One of my favourites.

The marsh marigolds are out on the beck and there are celandine everywhere, but today there was no time to walk down to the beck.   However, I did know where there was a new patch of my other favourite Spring wildflower, so after lunch Tess and I went to photograph the patch.

It is coltsfoot -the name comes from the pattern on the stems I believe.   It is a real harbinger of Spring and produces flowers long before the leaves appear.   If people give it a quick glance they often mistake the flowers for small dandelions, but actually they bear no resemblance to dandelions at all.

They love waste ground and clay soil and there is a patch on the lane which comes every April.   I love to see them arrive.


Heather said...

Coltsfoot is such a pretty plant and seems to be less plentiful than the dandelion (cheerful though they are), which makes it a bit special.
It is such a beautiful time of year with something new to see every day.

A Heron's View said...

Celandine and Coltsfoot where would we be without them, for they are two very good herbs. The first is good for the eyesight amongst other things and the second is great for removing chestiness when a cold is present.

Philip said...

The coltsfoot brightens
Each bleak bank ;
And celandine gleams
Where the daisy whitens.

Charles Granville on Spring

Anna of the Mutton Years said...

We have celandine and anemones in our local wood in Sussex but I wouldn't recognise colts foot. Maybe it's not a woodland plant.

Frugal in Derbyshire said...

I love coltsfoot too. Have you noticed how many of the spring flowers are yellow? Is there a reason do you think?
( Had a comment from Parnsip re the carrot seed)

angryparsnip said...

Sometimes the most charming and delicate flowers grow in the harshest soil.

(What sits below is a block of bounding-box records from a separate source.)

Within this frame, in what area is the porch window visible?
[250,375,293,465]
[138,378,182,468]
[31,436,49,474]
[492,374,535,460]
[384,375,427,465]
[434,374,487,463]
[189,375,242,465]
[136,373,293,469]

Kristi in the Western Reserve said...

One of the earliest wildflowers to bloom here in northwest Ohio. And we used to think a great medicine for a sore throat but now they think it may cause liver damage. But lovely to see in the spring.

Frances said...

Thank you for the close up view of coltsfoot flowers. I don't think I have ever seen them before. If perhaps I did see them either over here or in my travels, I just didn't pay enough attention. Celandine I think I have seen.

(It is so embarassing to be my age and to have these doubts about recognizing brave little spring blooms. Still, my enthusiasm for learning more about these early bloomers might make me feel a bit better.)

I very much like Parsnip's comment about what grows from harsh soil. Wouldn't it be grand if this also applied to people? Perhaps it does.


Cro Magnon said...

Lots of wild flowers here now, unfortunately I don't know what they're called (or I'd tell you).

MorningAJ said...

We're just back from Somerset and I've been so impressed by the flowers. The place is covered in primroses and cowslips and we even found some violets (white ones too!) It's been so pretty!